In this study, we propose a deep learning model, MDCADON, multi-modal deep neural network and cross-modal view correction discovery network were employed to predict ovarian cancer prognosis by integrating multi-modal data. The MDCADON uses the feature selection method, RLASSO, which removes redundant and noisy features to adequately select genes that are associated with ovarian cancer prognosis. Clinical data are separately combined with four types of omics data (mRNA, DNA methylation, miRNA and CNV) that have undergone RLASSO feature selection, collectively constructing a multi-modal feature space. A multi-modal deep neural network is used to learn advanced feature representations of specific omics data in parallel for the initial prognosis prediction of ovarian cancer. Moreover, cross-modal view correction discovery network (MACODN) is proposed to construct discovery tensor from the initial prediction results, exploring the interrelationships between cross-modal data in the feature space, ultimately achieving the final ovarian cancer prognosis prediction. The experimental results demonstrate that the prognostic prediction performance of the model MDCADON in this study surpasses existing methods for ovarian cancer. This indicates that MDCADON effectively learns high-level feature representations from multi-omics data and clinical data. The MACODN adequately integrates multi-omics data, ultimately enhancing the performance of prognostic prediction for ovarian cancer.
In this paper, the omics data and clinical data for ovarian cancer were downloaded from The Cancer Genome Atlas (TCGA) database (https://portal.gdc.cancer.gov/). The omics data include mRNA expression, DNA methylation (Methy), miRNA expression and copy number variation (CNV), with feature counts of 46,610, 24,923, 1874 and 24,740, respectively. Detailed information is presented in Table 1. The clinical data described the clinical information of 587 ovarian cancer patients. We selected six critical clinical features, including age, race, Figo stage, ovarian cancer subtype, survival time and survival status [41,42].
Omics type | Number of samples | Number of features | Summary |
mRNA | 367 | 46,610 | HTSeq-FPKM |
DNA methylation | 363 | 24,923 | Illumina Human Methylation 27k |
miRNA | 499 | 1874 | BCGSC Illumina HiSeq |
CNV | 606 | 24,740 | Affymetrix SNP Array 6.0 |
In this paper, we preprocessed the download data. First, Among the ovarian cancer dataset, 367 samples with mRNA expression data, 363 samples with DNA methylation, 499 samples with miRNA expression and 606 samples with CNV. Among the obtained samples, 325 samples had both clinical data and four omics data, which are used as ovarian cancer datasets in this study. Subsequently, we filtered out features with missing values exceeding 20%. Gene expression values that were '0' were converted to 'NA', and the R package "ImputeMissings" [43] was used to impute missing values based on the median.
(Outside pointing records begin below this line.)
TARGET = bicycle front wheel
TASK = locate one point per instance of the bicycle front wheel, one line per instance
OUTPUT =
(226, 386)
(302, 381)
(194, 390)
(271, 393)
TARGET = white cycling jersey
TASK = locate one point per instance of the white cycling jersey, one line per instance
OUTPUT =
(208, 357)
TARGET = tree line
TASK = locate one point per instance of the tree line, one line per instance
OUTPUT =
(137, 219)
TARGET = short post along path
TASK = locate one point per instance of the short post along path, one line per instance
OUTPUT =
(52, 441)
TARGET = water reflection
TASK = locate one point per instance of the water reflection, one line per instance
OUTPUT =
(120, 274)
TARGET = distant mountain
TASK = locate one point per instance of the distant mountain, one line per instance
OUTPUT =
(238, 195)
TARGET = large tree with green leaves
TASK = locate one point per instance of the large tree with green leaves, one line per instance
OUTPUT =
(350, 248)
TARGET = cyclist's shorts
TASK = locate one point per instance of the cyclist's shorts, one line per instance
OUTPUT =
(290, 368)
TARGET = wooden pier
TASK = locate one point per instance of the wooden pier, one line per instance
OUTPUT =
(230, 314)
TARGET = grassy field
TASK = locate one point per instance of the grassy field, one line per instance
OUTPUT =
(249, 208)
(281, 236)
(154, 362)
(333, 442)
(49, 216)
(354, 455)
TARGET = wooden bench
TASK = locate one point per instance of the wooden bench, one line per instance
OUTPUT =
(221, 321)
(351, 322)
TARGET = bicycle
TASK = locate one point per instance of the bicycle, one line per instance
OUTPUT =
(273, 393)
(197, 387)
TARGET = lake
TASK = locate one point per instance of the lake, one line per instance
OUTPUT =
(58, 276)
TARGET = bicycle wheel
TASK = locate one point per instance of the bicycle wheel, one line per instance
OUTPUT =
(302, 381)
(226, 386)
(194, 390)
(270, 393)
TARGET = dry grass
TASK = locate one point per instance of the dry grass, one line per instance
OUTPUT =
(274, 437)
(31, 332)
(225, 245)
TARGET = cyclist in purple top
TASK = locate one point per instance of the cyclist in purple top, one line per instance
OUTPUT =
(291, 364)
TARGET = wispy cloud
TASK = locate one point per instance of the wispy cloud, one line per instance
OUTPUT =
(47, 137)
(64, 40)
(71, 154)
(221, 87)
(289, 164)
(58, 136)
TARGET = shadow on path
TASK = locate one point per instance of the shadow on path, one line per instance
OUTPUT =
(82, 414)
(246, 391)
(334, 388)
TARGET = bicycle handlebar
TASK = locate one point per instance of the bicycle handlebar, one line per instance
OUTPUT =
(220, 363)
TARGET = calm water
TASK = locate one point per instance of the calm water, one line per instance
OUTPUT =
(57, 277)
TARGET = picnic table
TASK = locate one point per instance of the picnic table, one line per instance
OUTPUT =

Due to the large number of features in the omics data, the variance threshold method was applied to select features with a variance, calculated over all patients, higher than the given thresholds [44,45]. We initially determined that the variance thresholds for mRNA, DNA methylation and CNV were 7, 0.02 and 0.1, respectively. The number of features for mRNA, DNA methylation, miRNA and CNV after preprocessing was 8492, 6125,454 and 2274, respectively, with a consistent sample size of 325 across all data types. This information is summarized in Table 2. For the clinical data, the features of race, Figo stage and ovarian cancer subtype were encoded and processed as categorical variables. In this paper, based on the average survival time of patients with 'Alive' as their survival status, we divided patients with survival times lower than the average into the high-risk subgroup, and those with survival times higher than the average into the low-risk subgroup.
Omics type | Number of samples | Number of features | Summary |
mRNA | 325 | 8492 | HTSeq-FPKM |
DNA methylation | 325 | 6125 | Illumina Human Methylation 27k |
miRNA | 325 | 454 | BCGSC Illumina HiSeq |
CNV | 325 | 2274 | Affymetrix SNP Array 6.0 |
As shown in Figure 1, the model MDCADON proposed in this paper consists of four components, including the feature selection method RLASSO, multi-modal deep neural network, cross-modal view correction discovery network (MACODN), as well as survival analysis and enrichment analysis. MDCADON employs the feature selection method RLASSO to choose genes highly correlated with ovarian cancer prognosis. The selected omics data, combined with clinical features, serve as inputs to the multi-modal deep neural network, where high-level feature representations of the omics data are effectively learned. Moreover, the initial prediction results are obtained through fully connected layers. In MACODN, the initial prediction labels of mRNA, DNA methylation, miRNA and CNV are fused using cross-modal view discovery tensor, which enables the final prediction of prognostic risk for patients. Finally, survival analysis is conducted on the patients based on the predictive results, and enrichment Gene Ontology (GO) term analysis and biological pathway analysis are performed on the genes identified by MDCADON.
The multi-omics data of cancer are characterized by low samples and high dimensions, and feature selection methods can effectively capture important features from high-dimensional information, thereby improving the predictive performance of models [21]. As shown in Table 2, after preprocessing, the number of features in mRNA, DNA methylation, miRNA and CNV data are 8492, 6125,454 and 2274, respectively. In order to obtain genes highly correlated with ovarian cancer prognosis, we introduced random forest and proposed the feature selection method RLASSO. The important features selected by random forest were used as the supplement of the dropped features in the LASSO regression, resulting in the final feature numbers for the four types of omics data, as shown in Table 3.
Omics type | Number of samples | Number of features |
mRNA | 325 | 143 |
DNA methylation | 325 | 142 |
miRNA | 325 | 128 |
CNV | 325 | 136 |
In RLASSO, first, LASSO regression achieves feature selection by adding the penalty term in the optimization objective function to the least squares error term through L1-regularization, driving some feature coefficients to approach zero and eventually completely shrinking the coefficients of certain features to zero, consequently achieving feature selection. The formula for feature selection using LASSO regression is as follows:
min∑Nj=1(yij−∑dik=1xjkωk)2+λ∑dik=1||ωk||1 | (2.1) |
subjectto:∑dik=1||ωk||1<c | (2.2) |
where, i represents the i-th omics data, N represents the number of samples, di represents the total number of features in the i-th omics data, yj represents the label of the j-th sample and λ represents the regularization parameter.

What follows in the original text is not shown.